Лунный парк - Эллис Брет Истон 9 стр.


– Да, конечно, Виктор против того, чтоб ты писал книги, – сказала Джейн, выключила плиту и повернулась к раковине. – Тут я целиком и полностью на твоей стороне.

– Ни разу не видел этого пса веселым, – пробурчал я. – С тех пор как я сюда переехал, он в нескончаемой депрессии.

– Ну, когда ты его недавно пнул…

– Так ведь он же пачку масла хотел сожрать! – воскликнул я, привставая. – И присматривался к буханке на столе.

– А почему мы говорим о собаке? – рявкнула она, повернувшись наконец ко мне лицом.

После сдержанной паузы я глотнул своего сока и прочистил горло.

– Хочешь зачитать мне права? – вздохнул я.

– Чего ради? – резко сказала она, отворачиваясь. – Ты все равно еще в коме.

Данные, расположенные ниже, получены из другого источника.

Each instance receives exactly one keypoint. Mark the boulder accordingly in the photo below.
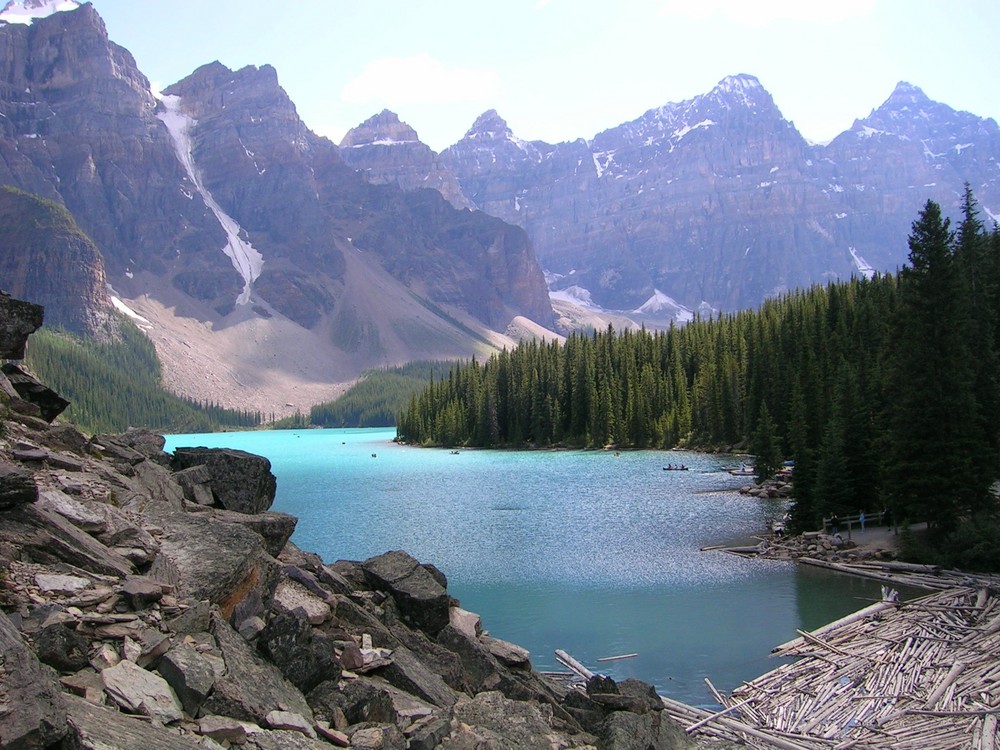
(305, 656)
(197, 484)
(46, 538)
(61, 647)
(251, 687)
(189, 674)
(18, 320)
(241, 481)
(50, 403)
(142, 692)
(418, 591)
(17, 486)
(32, 707)
(207, 559)
(411, 675)
(92, 727)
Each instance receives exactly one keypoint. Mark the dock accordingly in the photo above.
(922, 674)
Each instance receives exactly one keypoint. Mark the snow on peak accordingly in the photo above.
(246, 259)
(26, 11)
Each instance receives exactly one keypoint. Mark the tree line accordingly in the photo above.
(883, 391)
(117, 385)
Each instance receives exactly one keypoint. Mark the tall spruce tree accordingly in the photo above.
(933, 419)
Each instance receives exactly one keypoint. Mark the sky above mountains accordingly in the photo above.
(557, 70)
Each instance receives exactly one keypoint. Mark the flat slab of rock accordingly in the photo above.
(209, 559)
(251, 687)
(32, 707)
(96, 728)
(423, 601)
(142, 692)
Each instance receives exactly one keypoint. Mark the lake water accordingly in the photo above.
(585, 551)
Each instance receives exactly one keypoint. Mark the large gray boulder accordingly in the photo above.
(17, 486)
(209, 559)
(32, 708)
(419, 590)
(241, 481)
(252, 687)
(18, 320)
(95, 728)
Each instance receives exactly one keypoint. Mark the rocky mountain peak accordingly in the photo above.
(26, 11)
(491, 126)
(385, 128)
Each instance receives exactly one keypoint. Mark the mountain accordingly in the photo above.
(717, 202)
(266, 269)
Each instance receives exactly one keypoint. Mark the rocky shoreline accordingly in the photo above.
(153, 600)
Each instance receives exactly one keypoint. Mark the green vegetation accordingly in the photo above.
(376, 399)
(116, 385)
(884, 391)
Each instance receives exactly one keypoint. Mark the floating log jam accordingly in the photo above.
(920, 675)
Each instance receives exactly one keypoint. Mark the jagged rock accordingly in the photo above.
(291, 721)
(421, 596)
(623, 730)
(31, 390)
(411, 675)
(142, 591)
(139, 691)
(195, 619)
(62, 648)
(87, 684)
(240, 481)
(189, 674)
(48, 538)
(32, 708)
(61, 585)
(17, 486)
(377, 737)
(274, 528)
(207, 559)
(92, 727)
(226, 729)
(507, 653)
(18, 320)
(292, 597)
(251, 687)
(469, 623)
(79, 514)
(197, 484)
(305, 656)
(491, 720)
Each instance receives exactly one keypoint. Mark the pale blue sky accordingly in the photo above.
(558, 70)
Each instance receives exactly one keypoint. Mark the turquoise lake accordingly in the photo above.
(585, 551)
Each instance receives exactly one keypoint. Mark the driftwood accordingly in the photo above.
(920, 675)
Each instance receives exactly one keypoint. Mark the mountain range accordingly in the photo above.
(270, 266)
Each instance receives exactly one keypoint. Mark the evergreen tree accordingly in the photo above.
(933, 418)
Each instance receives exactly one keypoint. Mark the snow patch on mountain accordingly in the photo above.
(247, 261)
(575, 294)
(26, 11)
(660, 303)
(865, 268)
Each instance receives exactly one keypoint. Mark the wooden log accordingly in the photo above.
(570, 663)
(617, 658)
(861, 614)
(953, 673)
(716, 715)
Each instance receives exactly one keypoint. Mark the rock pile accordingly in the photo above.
(154, 601)
(819, 546)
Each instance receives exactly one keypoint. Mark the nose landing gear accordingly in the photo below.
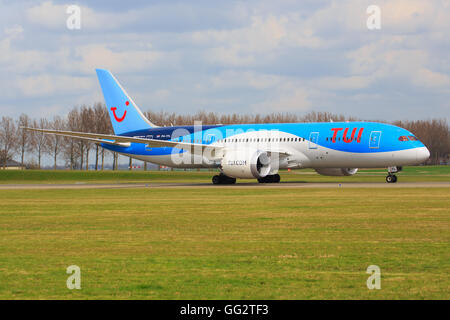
(391, 177)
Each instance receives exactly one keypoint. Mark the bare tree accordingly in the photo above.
(87, 125)
(53, 143)
(8, 139)
(39, 138)
(25, 137)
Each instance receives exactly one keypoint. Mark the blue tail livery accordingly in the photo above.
(125, 115)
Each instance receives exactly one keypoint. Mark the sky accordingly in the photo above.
(230, 56)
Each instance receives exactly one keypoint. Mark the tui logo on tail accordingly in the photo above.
(113, 109)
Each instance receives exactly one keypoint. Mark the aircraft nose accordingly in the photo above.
(422, 154)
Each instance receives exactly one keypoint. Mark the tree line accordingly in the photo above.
(18, 143)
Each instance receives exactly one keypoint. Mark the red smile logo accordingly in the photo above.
(113, 109)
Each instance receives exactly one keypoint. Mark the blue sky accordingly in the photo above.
(230, 56)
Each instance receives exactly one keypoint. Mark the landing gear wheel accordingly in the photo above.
(216, 180)
(274, 178)
(223, 179)
(392, 178)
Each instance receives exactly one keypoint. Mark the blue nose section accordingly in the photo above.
(422, 154)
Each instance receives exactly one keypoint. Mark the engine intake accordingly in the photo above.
(246, 164)
(336, 171)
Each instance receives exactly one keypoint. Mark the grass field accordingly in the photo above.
(209, 243)
(409, 174)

– Вот и будет что обсудить у психолога.

Она не ответила.

Я решил сменить тему в надежде на более мягкую реакцию.

– А что это за парень пришел вчера Патриком Бэйтменом? – спросил я. – Тот, в костюме Армани, заляпанном бутафорской кровью.

– Откуда мне знать? Твой студент? Один из легиона твоих фанатов? Тебе-то что?

– Забудь.

Я заглох и минуту-другую думал о своем.

– А ты выяснила, что произошло в комнате Сары? – спросил я мягким голосом. – Потому что, Джейн, я подумал, может, это она сама натворила? – Я помолчал для большей выразительности. – Она говорит, что виновата игрушечная птица – эта штуковина Терби, которую я купил еще летом, и, знаешь, это вызывает определенное беспокойство. Кроме того, где была Марта, когда случилось так называемое нападение? Мне кажется, это…

Джейн волчком развернулась:

– А почему ты закрываешь глаза на то, что это мог сделать кто-то из твоих бухих обуревших студентов?

– У моих студентов вчера были занятия поинтереснее, чем рыться в комнате нашей до…

– Ну да, трахаться в душе, например, – я их знать не знаю, – или нюхать кокс с кухонной стойки. – Она, не отрываясь, смотрела на меня, руки по швам.

Затянувшуюся паузу я подкрепил возмущенным:

– Кто-то добрался вчера до кухни?!?

– Да, кто-то употреблял на нашей кухне наркотики, Брет. – Эту реплику она произнесла своим фирменным озабоченным тоном.

– Дорогая, может, кто-то и употреблял наркотики, однако я не сомневаюсь, что делалось это тихо-спокойно, с соблюдением правил приличия. – Я беспомощно запнулся.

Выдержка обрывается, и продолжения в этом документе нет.